XGBoost is currently regarded as one of the most powerful and effective machine learning algorithms. There are other packages that use the Gradient Boosting framework and are worth checking out (e.g. LightGBM, CatBoost). LightGBM focuses on optimizing memory usage and CatBoost (Categorical Boosting) handles categorical features more effectively by using a permutation-based approach to reduce overfitting from categorical features.

In [1]:
import numpy as np
import matplotlib.pyplot as plt
from sklearn.datasets import make_classification
from sklearn.model_selection import train_test_split, GridSearchCV
from xgboost import XGBClassifier, XGBRegressor
from sklearn.metrics import accuracy_score, f1_score, precision_score, recall_score

In [2]:
# read in test and train data from S3
import pandas as pd
test_data = pd.read_csv('https://project4-wine-quality-2023.s3.us-west-2.amazonaws.com/test.csv')
train_data = pd.read_csv('https://project4-wine-quality-2023.s3.us-west-2.amazonaws.com/train.csv')
submission = pd.read_csv('C:/Users/nicho/Downloads/playground-series-s3e5/sample_submission.csv')

In [3]:
# Split the data into training and testing sets (Dont need to split the data due to using a pre-determined set of data)
# X_train, X_test, y_train, y_test = train_test_split(X, y, test_size=0.2, random_state=42)
X_train = train_data.drop(['Id', 'quality'], axis= 1)
y_train = train_data['quality'].copy()
X_test = test_data.copy()
y_train-=3
X_train, X_val, y_train, y_val = train_test_split(X_train, y_train, test_size=0.3, random_state=0)


In [4]:
# create a sample weight class due to out of balance dataset
from sklearn.utils.class_weight import compute_sample_weight
sample_weights = compute_sample_weight(class_weight = 'balanced', y = y_train)

In [5]:
# Create an XGBoost classifier
xgb = XGBClassifier(objective = 'multi:softprob', num_class = 6, eval_metric = 'mlogloss')

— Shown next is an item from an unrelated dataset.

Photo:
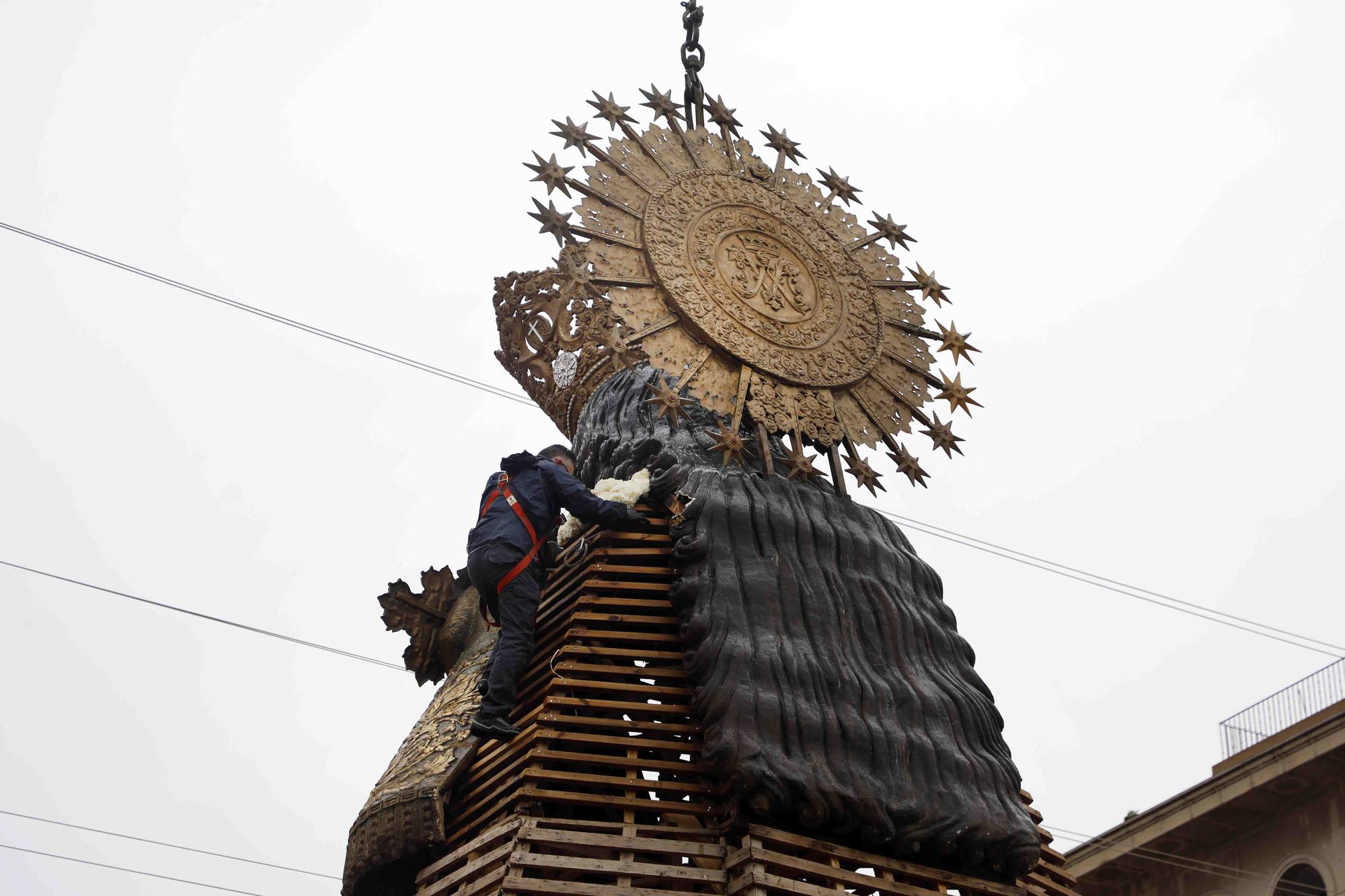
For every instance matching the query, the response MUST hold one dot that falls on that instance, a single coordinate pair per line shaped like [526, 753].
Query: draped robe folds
[836, 692]
[837, 697]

# Define the parameter grid for hyperparameter tuning
param_grid = {
    'n_estimators': [50, 100, 200],
    'learning_rate': [0.01, 0.1, 0.2],
    'max_depth': [3, 5, 7],
}

# Perform grid search with cross-validation
grid_search = GridSearchCV(xgb, param_grid, cv=5, verbose = 3)
grid_search.fit(X_train, y_train)

# Get the best XGBoost model from grid search
best_xgb = grid_search.best_estimator_

# Make predictions on the test data using the best model
y_pred = best_xgb.predict(X_val)

# Calculate metrics
accuracy = accuracy_score(y_val, y_pred)
f1 = f1_score(y_val, y_pred, average="weighted")
precision = precision_score(y_val, y_pred, average="weighted")
recall = recall_score(y_val, y_pred, average="weighted")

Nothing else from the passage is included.